Hustling (a series?)

1984 with dad, Huntington Beach

When I think back on my past, a lot of things are fuzzy. Events blur, time melts, a byproduct of living I figure. Within the last couple of weeks, I’ve really started reflecting on the hustle of my life. Decisions I’ve made have kept me moving from one thing to the next rather than staying on any solid path (i.e., a decades-long career at one outlet or another). One thread has connected it all: words.
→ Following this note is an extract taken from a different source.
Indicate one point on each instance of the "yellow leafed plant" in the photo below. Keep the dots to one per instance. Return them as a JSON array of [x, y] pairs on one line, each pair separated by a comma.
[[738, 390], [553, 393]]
Working with them, playing with them, writing them. (If I dive even deeper, I might say writing is the thing I wanted to build my career around—and have on occasion—yet I never trusted writing as a way to make an income.)

The year before I moved to New York City, 1983, I lived in Huntington Beach above a bank on the main street in a space that had been converted into an apartment from what had been some sort of social services agency. I had two great roommates who I knew just enough to live with but not so much that we needed to be in each other’s business. The space was very cool, almost echoey in its largeness, all wood floors and spacious rooms. I was a student at CalState Long Beach on my way to a journalism degree. I had the hustle in me to write stories on the local music scene and would take my notebook and pen across the street to sit at the counter of an actual diner where coffee came in heavy tawny-colored cups on saucers. I could feel the future in my blood, the tingle of what was possible. I’d been to New York City and knew that was where I would move so that my writing and music life could crash together and make a big noise. Throw me into my future.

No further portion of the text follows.